With the assistance of the librarian who is also a teacher, Ms Em Chhorvy, the children with disabilities were guided through a number of steps: from starting up the tablets to entering the e-library, getting to the Khmer scripts and then learning them.
For those children who cannot speak, Ms Chhorvy showed them the scripts, using her finger and writing in the air, so the children can see and then she asked them to point out the correct answers on the tablet screen .
“The Khmer Reading Program in the e-library is exceptionally good since the children can see both scripts and pictures,” said Ms Chhorvy who is also vice-president of The Cambodian Intellectual Disability and Autism Network. “It’s the age of ICT, and hence, children love technology regardless of whom and where they are,” she added.
Like Ms Chhorvy, the man who set up the HHC center was not only impressed with the e-library and tablets, provided by Aide-et-Action, but also was looking for more support of this kind. “The children love to use and play with the devices and we are just concerned now that we do not have enough of them for them,” said Mr.

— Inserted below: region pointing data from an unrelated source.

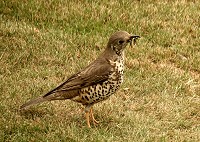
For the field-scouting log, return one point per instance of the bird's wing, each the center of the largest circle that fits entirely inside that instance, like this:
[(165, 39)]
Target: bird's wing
[(96, 72)]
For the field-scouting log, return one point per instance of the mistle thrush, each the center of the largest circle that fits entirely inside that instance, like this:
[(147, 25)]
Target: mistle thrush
[(95, 83)]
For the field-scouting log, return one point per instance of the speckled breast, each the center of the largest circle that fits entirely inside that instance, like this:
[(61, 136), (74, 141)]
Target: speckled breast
[(102, 91)]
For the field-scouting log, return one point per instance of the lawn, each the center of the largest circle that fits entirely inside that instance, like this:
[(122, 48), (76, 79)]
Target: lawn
[(42, 42)]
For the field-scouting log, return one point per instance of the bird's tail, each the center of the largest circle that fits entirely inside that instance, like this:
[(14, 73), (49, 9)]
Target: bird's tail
[(33, 102)]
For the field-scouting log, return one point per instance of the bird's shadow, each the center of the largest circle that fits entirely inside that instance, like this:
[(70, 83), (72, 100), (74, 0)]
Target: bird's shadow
[(33, 113)]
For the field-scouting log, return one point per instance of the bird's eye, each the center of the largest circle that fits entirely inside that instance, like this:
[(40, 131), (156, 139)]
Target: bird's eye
[(121, 41)]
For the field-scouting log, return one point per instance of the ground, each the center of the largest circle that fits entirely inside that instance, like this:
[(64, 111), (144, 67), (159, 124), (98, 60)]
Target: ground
[(42, 42)]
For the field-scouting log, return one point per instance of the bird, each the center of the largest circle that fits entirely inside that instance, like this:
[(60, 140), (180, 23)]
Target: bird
[(97, 81)]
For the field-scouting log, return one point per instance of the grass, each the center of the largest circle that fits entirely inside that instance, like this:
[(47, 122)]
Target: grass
[(42, 42)]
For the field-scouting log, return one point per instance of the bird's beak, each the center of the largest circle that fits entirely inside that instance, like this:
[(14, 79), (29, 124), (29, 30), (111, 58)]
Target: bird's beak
[(134, 38)]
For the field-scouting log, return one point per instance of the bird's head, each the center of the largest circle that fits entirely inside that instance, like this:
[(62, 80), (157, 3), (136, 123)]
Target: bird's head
[(119, 40)]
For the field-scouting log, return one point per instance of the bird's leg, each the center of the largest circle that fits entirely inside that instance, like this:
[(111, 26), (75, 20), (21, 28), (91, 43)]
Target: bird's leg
[(87, 115), (87, 119), (92, 116)]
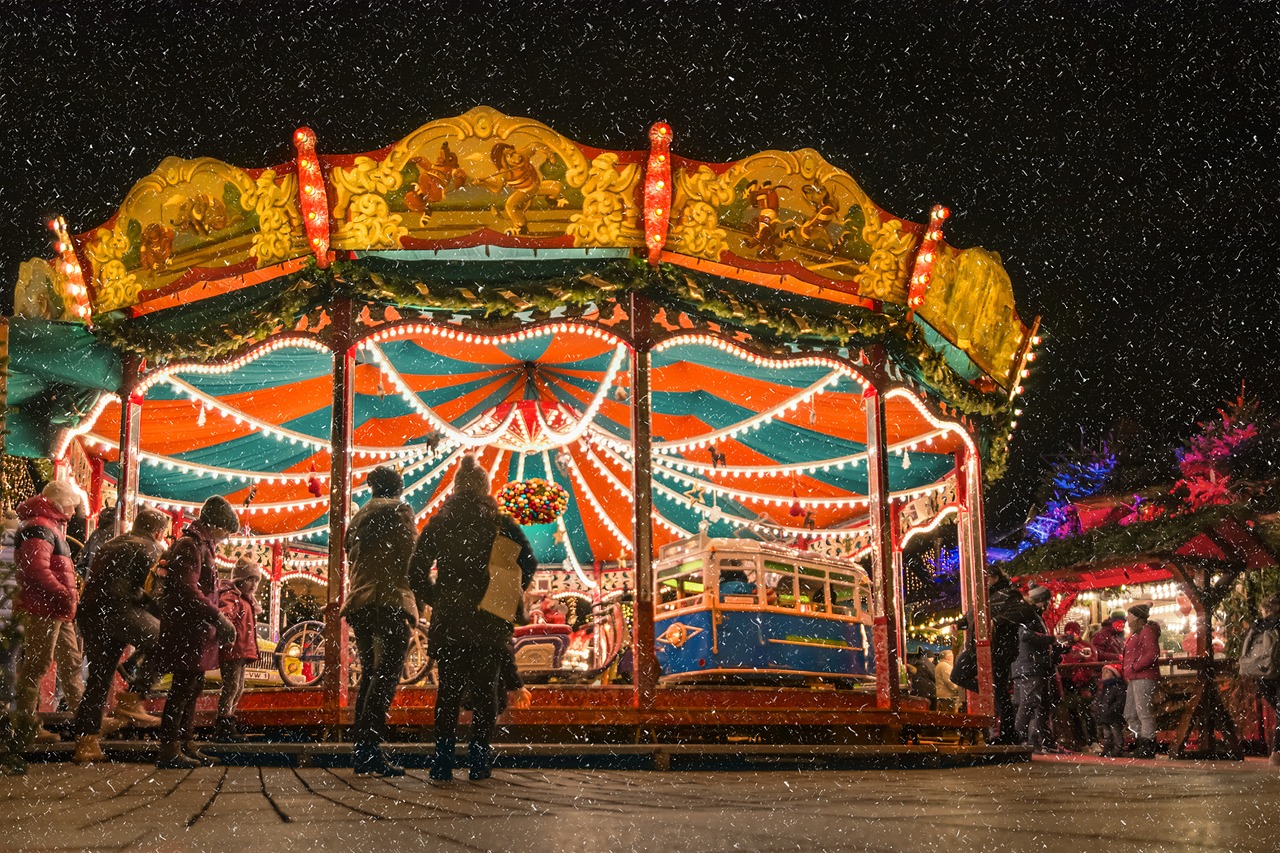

Chann Sarin, Executive Director of HHC.
Thanks to all the hard work in supporting 36 children with disabilities in the community, HHC has been offered a space within Anuvath pubic lower-secondary school in Ta Khmao town, Kandal province. Once in a while the centre also invites students from the school to join and play with children with disabilities. “We do this so the children will get along with each other without discrimination,”Sarin explained.
“I like to come and play with them and I don’t discriminate against children with disabilities,” said Sim Sorya, an 8th grade student.
The centre’s library has five tablets so far that have been provided by AEA in a pilot project. For that reason, the 36 children have to take turns using the tablets and must spend 10 minutes reading before they can start to use them.